$SUI Validators Freeze $162M in Stolen Funds — Here's What Happened
On Wednesday, the Sui validator community acted swiftly to freeze approximately $162 million in stolen assets following an attack. Here's a breakdown of how it unfolded:
Validators have the power to configure their nodes to block transactions from specific addresses.
This setting is entirely up to each validator and can be changed at any time.
In this case, over one-third of validators by stake chose to block transactions from two addresses linked to the exploit — effectively freezing the associated funds.
While this capability isn’t exclusive to Sui, any validator on any chain can do this for reasons like risk management or regulatory compliance.
The Sui validators acted quickly, freezing the funds before the attacker could bridge them to another network. Not all funds were stopped, but a significant portion — worth ~$162M at the time — was held back.
The purpose of freezing is to temporarily halt the attack, giving victims a chance to negotiate or recover funds. That goal was met, though the attacker has not responded to Cetus’s outreach.

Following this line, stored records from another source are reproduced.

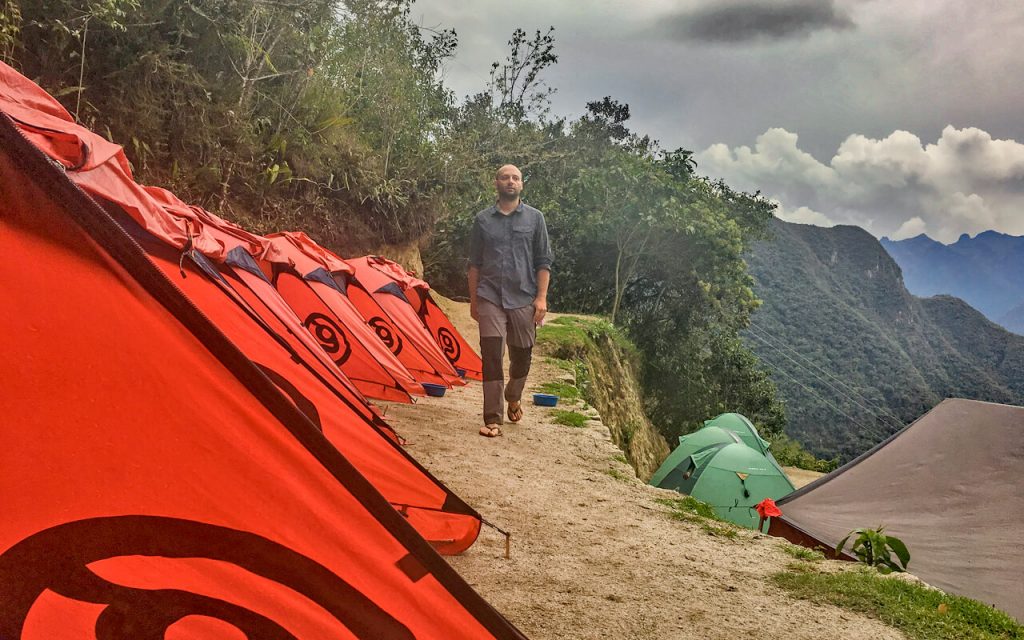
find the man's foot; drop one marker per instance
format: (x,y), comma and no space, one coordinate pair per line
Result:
(515,412)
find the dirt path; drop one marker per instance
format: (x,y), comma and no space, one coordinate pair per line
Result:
(593,554)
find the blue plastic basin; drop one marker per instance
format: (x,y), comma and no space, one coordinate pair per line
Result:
(545,399)
(436,390)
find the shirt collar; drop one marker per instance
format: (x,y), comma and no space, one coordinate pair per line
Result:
(518,209)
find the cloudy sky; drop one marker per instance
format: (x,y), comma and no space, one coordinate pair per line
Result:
(899,116)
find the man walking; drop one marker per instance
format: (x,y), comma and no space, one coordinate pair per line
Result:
(509,270)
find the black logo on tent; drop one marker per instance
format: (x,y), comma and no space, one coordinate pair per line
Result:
(387,334)
(450,344)
(331,337)
(57,560)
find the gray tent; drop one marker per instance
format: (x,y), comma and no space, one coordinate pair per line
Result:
(950,485)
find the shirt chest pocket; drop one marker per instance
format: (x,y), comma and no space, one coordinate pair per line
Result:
(523,229)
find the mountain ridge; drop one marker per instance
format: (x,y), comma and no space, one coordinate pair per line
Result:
(983,270)
(854,354)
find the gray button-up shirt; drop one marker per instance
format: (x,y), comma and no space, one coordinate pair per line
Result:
(509,250)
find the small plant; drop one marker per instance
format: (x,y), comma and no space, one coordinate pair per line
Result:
(570,418)
(564,390)
(876,549)
(803,553)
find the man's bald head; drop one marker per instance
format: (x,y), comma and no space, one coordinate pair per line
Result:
(508,182)
(508,169)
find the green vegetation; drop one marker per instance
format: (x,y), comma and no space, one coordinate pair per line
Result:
(333,116)
(876,549)
(803,553)
(918,611)
(790,453)
(569,418)
(566,391)
(689,509)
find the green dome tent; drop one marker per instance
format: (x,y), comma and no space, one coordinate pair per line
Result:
(732,478)
(727,465)
(688,445)
(738,424)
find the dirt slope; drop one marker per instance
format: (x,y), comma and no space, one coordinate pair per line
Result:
(593,555)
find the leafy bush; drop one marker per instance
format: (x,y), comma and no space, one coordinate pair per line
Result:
(790,453)
(876,549)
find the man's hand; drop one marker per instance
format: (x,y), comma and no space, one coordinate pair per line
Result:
(540,309)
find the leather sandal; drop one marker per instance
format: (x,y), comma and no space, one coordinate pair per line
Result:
(515,413)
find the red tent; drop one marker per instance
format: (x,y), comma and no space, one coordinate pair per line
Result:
(331,317)
(155,482)
(380,291)
(455,347)
(394,325)
(242,302)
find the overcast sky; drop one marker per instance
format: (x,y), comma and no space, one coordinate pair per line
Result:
(899,116)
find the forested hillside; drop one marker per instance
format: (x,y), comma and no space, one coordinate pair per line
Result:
(854,354)
(333,117)
(984,270)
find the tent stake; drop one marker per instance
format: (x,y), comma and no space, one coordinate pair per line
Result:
(508,537)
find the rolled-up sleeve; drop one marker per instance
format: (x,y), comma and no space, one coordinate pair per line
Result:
(543,257)
(476,244)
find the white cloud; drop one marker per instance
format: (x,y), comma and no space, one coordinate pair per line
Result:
(911,228)
(965,182)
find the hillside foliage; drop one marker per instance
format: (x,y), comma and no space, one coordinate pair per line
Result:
(332,116)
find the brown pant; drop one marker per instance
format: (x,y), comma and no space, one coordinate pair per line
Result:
(497,327)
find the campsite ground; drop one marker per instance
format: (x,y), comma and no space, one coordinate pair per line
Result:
(593,553)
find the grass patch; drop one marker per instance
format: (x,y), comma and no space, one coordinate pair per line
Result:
(564,390)
(689,509)
(803,553)
(918,611)
(569,418)
(560,363)
(619,475)
(564,338)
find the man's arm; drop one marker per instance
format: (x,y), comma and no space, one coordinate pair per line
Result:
(475,260)
(474,279)
(541,301)
(542,263)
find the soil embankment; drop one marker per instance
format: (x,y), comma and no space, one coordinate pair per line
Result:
(593,553)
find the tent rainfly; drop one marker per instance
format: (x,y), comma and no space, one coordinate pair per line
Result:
(948,485)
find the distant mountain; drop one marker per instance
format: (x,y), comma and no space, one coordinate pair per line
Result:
(853,353)
(986,270)
(1014,320)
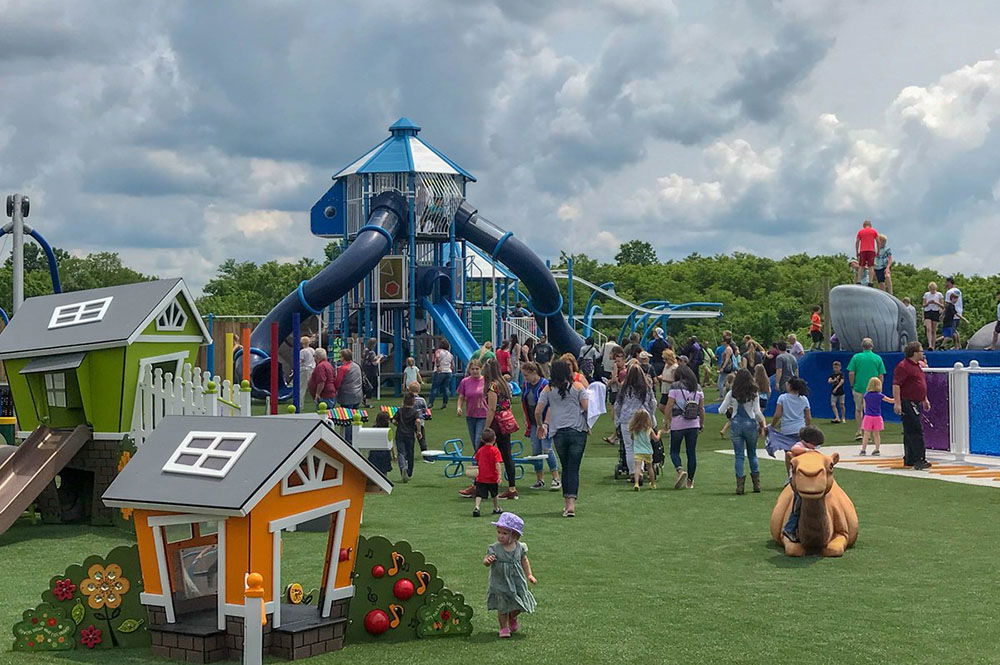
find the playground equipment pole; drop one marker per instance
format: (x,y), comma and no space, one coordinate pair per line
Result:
(296,347)
(246,353)
(274,368)
(17,210)
(229,358)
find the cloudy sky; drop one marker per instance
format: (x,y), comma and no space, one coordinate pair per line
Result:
(183,133)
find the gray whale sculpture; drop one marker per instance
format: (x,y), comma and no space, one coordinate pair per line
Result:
(857,312)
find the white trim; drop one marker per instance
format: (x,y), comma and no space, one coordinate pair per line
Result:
(75,310)
(168,338)
(161,564)
(298,518)
(322,432)
(209,452)
(338,594)
(331,577)
(313,479)
(170,315)
(145,505)
(59,350)
(187,518)
(220,583)
(237,610)
(276,574)
(179,287)
(157,599)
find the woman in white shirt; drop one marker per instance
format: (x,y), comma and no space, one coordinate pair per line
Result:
(746,426)
(933,304)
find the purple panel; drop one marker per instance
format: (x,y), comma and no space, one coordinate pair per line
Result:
(937,423)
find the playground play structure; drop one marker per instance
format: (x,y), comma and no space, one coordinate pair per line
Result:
(415,247)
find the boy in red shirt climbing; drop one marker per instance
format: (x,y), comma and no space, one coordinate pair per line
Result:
(865,245)
(488,460)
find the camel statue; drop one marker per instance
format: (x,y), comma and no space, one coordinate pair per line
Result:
(828,522)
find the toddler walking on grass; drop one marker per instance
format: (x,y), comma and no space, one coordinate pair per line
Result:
(643,435)
(872,424)
(510,572)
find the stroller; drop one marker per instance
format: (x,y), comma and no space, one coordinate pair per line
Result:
(621,469)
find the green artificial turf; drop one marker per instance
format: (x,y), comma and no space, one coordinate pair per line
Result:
(652,577)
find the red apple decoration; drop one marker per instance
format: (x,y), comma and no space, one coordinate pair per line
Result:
(376,622)
(403,589)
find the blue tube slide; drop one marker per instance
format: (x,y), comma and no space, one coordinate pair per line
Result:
(450,324)
(546,301)
(373,241)
(50,258)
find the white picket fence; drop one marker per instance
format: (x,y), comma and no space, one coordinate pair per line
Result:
(191,392)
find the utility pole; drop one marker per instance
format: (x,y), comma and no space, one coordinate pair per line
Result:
(17,209)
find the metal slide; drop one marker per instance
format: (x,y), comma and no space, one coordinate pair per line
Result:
(33,466)
(373,241)
(450,324)
(546,300)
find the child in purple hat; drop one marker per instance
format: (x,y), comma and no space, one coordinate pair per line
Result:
(510,572)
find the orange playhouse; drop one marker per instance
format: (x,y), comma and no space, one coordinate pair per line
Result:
(211,497)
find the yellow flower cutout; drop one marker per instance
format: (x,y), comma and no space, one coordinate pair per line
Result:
(105,586)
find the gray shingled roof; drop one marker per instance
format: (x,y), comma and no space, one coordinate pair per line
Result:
(132,304)
(143,483)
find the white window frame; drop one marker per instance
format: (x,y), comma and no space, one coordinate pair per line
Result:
(81,312)
(313,480)
(53,393)
(166,321)
(211,451)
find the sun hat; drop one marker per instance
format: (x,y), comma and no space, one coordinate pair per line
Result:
(510,521)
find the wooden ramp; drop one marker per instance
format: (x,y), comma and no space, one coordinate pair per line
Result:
(33,466)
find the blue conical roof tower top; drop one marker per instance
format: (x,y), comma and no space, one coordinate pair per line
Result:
(404,152)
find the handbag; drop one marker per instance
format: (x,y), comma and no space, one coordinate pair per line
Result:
(506,421)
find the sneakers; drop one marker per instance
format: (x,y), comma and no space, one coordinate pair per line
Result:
(681,479)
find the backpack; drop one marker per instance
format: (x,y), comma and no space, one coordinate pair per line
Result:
(587,362)
(691,409)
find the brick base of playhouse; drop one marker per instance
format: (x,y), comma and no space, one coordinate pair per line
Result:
(196,638)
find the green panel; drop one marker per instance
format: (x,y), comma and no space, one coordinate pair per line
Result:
(101,387)
(134,355)
(190,326)
(28,417)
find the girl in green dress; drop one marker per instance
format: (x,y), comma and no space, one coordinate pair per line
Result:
(510,572)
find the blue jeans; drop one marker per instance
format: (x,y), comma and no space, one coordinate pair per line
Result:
(539,446)
(570,444)
(690,438)
(476,427)
(440,383)
(743,433)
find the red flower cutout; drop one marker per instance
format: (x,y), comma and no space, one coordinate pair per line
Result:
(90,637)
(64,589)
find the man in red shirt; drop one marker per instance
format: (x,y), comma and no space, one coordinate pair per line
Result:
(909,392)
(865,247)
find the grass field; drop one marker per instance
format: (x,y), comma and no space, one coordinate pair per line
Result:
(654,577)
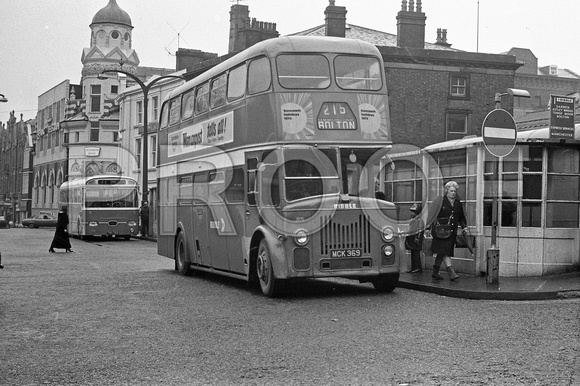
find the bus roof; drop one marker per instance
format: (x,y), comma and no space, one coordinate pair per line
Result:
(271,47)
(86,180)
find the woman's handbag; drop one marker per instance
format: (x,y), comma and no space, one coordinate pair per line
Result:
(465,240)
(443,231)
(414,242)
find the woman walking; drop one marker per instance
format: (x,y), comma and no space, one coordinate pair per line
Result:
(61,239)
(450,212)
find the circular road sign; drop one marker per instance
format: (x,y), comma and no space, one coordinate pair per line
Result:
(499,132)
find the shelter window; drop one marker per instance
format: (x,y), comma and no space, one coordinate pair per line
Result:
(563,194)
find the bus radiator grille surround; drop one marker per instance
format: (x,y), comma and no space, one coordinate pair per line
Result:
(339,234)
(301,259)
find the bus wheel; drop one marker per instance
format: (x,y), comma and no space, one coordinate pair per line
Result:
(386,283)
(181,259)
(271,286)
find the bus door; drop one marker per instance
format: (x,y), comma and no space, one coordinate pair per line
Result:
(218,221)
(184,210)
(252,218)
(234,197)
(200,235)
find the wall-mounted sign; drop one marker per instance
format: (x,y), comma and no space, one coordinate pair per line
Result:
(561,116)
(92,151)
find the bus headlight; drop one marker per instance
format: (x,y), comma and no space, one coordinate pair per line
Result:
(388,234)
(301,237)
(388,250)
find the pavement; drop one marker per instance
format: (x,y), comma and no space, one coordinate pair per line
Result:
(561,286)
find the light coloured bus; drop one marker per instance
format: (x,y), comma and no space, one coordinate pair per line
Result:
(268,165)
(101,206)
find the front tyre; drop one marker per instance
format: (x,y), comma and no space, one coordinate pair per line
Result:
(386,283)
(182,264)
(270,286)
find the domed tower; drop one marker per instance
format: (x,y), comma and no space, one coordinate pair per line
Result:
(111,42)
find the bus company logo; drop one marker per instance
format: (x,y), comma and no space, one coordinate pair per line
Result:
(192,139)
(217,224)
(345,206)
(216,130)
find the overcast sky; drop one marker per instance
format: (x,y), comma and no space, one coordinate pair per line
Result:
(41,41)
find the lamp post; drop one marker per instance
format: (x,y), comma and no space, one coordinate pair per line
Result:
(145,88)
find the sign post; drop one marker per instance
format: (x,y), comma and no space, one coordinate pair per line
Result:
(561,117)
(499,137)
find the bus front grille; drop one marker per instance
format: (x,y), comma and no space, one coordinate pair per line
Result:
(339,234)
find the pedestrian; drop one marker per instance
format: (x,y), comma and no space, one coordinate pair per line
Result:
(61,238)
(144,213)
(414,240)
(447,214)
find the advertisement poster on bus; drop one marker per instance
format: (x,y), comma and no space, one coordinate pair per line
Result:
(211,133)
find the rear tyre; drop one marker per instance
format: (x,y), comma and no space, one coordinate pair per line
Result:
(270,286)
(182,264)
(386,283)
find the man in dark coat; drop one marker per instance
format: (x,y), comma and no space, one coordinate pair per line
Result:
(61,238)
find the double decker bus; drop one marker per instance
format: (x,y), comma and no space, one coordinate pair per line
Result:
(268,165)
(102,206)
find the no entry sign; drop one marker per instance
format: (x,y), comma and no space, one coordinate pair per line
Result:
(499,132)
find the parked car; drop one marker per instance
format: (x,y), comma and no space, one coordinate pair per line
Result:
(40,220)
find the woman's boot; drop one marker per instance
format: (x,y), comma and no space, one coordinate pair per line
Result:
(436,264)
(452,275)
(435,275)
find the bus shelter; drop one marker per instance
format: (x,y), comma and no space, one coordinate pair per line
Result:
(538,198)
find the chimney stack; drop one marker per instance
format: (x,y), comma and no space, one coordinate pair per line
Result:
(411,25)
(442,38)
(335,20)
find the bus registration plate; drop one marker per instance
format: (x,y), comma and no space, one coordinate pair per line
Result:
(338,253)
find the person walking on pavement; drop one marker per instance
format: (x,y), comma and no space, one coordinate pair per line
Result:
(144,213)
(61,238)
(414,240)
(446,210)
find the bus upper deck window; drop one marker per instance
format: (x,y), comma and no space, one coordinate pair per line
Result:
(303,71)
(358,72)
(218,91)
(188,100)
(202,98)
(237,82)
(259,76)
(175,111)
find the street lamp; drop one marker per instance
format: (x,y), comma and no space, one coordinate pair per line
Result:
(145,88)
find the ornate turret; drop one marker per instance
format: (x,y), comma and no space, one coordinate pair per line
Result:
(111,41)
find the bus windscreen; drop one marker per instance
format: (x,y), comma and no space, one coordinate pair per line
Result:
(111,198)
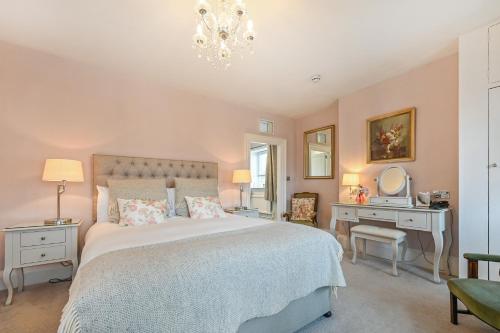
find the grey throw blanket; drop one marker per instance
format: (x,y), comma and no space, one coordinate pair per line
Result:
(212,283)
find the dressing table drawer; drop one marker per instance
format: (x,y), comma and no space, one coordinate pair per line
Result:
(377,214)
(346,213)
(414,220)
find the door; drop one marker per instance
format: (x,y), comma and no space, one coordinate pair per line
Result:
(494,180)
(494,53)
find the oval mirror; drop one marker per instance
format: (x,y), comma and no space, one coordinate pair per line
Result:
(392,180)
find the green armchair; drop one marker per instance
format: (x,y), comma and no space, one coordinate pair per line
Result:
(481,297)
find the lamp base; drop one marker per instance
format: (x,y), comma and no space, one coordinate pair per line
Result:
(58,221)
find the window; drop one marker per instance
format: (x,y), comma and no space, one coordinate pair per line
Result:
(258,162)
(266,126)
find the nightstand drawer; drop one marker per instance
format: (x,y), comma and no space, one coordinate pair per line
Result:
(42,237)
(29,256)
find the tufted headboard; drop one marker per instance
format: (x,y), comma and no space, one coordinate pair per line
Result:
(121,167)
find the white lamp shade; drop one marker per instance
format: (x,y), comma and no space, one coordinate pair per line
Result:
(242,176)
(350,179)
(57,170)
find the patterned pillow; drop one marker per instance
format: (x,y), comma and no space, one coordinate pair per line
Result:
(205,207)
(302,209)
(136,212)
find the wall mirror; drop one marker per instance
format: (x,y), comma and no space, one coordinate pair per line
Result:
(392,180)
(319,153)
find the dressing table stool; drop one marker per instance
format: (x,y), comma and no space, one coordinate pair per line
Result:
(384,235)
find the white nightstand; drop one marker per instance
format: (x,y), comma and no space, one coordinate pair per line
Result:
(248,212)
(35,244)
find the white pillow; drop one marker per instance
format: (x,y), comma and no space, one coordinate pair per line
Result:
(205,208)
(102,204)
(137,212)
(171,201)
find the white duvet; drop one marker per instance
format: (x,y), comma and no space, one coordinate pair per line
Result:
(107,237)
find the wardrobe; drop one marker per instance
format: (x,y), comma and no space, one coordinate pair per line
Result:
(479,147)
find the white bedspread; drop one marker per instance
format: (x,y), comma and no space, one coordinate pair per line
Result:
(196,276)
(107,237)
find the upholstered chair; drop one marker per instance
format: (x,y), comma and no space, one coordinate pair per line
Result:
(481,297)
(304,209)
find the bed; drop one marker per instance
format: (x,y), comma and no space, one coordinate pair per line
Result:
(234,274)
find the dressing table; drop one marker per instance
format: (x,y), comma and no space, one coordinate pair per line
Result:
(396,209)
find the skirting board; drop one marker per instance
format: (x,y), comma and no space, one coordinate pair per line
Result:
(40,274)
(384,251)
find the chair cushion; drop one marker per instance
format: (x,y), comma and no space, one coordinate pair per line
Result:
(378,231)
(303,209)
(481,297)
(308,223)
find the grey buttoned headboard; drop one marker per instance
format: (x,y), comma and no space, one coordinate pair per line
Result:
(122,167)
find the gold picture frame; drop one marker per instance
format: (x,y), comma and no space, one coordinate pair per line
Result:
(390,138)
(316,139)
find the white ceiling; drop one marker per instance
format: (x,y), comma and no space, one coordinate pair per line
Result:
(351,43)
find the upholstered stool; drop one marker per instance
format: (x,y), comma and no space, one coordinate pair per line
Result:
(384,235)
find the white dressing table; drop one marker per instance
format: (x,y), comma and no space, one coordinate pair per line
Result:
(435,221)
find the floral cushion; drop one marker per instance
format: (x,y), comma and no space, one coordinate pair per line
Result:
(204,207)
(136,212)
(302,209)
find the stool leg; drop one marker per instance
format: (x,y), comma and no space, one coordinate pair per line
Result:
(353,246)
(395,257)
(364,248)
(405,248)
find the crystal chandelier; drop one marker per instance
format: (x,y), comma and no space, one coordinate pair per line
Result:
(223,29)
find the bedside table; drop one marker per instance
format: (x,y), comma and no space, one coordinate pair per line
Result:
(248,212)
(34,244)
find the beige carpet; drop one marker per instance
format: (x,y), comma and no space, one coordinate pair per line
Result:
(374,301)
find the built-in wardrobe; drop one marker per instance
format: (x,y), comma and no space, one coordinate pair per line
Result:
(479,147)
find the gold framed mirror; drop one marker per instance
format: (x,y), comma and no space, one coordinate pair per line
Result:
(319,153)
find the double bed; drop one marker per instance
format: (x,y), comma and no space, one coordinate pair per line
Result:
(232,274)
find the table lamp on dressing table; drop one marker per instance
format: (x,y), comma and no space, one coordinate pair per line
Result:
(351,180)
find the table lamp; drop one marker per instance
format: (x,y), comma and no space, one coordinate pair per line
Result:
(61,170)
(241,177)
(350,179)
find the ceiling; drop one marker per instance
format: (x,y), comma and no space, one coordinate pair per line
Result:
(351,43)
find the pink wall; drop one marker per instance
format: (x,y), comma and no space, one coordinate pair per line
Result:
(433,90)
(327,188)
(50,107)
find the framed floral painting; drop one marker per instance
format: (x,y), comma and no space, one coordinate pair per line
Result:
(391,137)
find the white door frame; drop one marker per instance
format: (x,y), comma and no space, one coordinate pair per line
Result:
(281,167)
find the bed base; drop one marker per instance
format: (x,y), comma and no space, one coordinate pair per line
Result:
(296,315)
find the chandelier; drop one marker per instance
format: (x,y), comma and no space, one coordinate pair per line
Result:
(223,29)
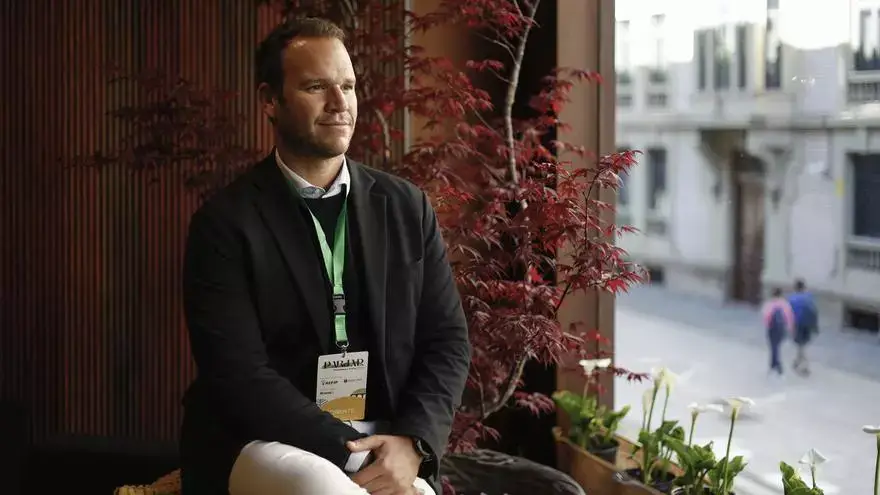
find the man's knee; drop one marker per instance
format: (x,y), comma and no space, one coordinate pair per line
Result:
(272,468)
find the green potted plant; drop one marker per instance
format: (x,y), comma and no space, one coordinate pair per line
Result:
(654,471)
(593,425)
(792,484)
(590,444)
(703,474)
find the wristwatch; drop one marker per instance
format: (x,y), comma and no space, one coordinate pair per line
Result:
(421,448)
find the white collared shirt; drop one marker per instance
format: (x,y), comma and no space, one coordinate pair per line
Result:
(310,191)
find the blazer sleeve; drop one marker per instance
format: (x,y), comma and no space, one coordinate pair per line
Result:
(228,349)
(441,363)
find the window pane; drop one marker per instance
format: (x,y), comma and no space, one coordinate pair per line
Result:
(866,196)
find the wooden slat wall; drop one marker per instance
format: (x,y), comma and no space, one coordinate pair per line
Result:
(92,339)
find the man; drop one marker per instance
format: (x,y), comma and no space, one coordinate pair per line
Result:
(806,324)
(311,260)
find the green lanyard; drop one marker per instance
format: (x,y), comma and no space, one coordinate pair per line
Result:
(334,263)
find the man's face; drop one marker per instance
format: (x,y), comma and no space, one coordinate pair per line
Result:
(316,116)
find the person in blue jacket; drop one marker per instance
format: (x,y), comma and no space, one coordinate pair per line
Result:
(806,323)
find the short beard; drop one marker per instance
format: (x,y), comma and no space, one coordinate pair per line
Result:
(303,146)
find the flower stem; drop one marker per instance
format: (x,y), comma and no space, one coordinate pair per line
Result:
(724,488)
(693,425)
(665,403)
(653,400)
(877,469)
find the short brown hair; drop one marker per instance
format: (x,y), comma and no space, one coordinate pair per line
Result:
(268,59)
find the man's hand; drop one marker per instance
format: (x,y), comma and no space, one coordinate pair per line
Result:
(394,468)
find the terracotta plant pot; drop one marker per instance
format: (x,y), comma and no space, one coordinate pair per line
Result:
(706,491)
(593,472)
(629,482)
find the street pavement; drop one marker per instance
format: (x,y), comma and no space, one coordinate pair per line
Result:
(719,351)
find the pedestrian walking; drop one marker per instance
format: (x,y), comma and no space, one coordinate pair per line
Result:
(806,318)
(779,321)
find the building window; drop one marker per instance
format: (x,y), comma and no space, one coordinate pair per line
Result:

In response, Cetus has proposed a community vote for a protocol upgrade that would return the frozen funds without rolling back the chain or reversing transactions. Given the extraordinary circumstances and the impact on users, this proposal has garnered support under two key conditions:
1. Neutral facilitation: We will abstain from voting and remain neutral. Our role is to ensure the process is fair and reflects the Sui community's will. Details and code for the vote will be shared soon.
2. Cetus’s commitment: Cetus must publicly pledge to use all available resources to fully reimburse affected users until every customer is made whole.
This is an exceptional response to an exceptional crisis — one focused on protecting users and upholding trust in the ecosystem.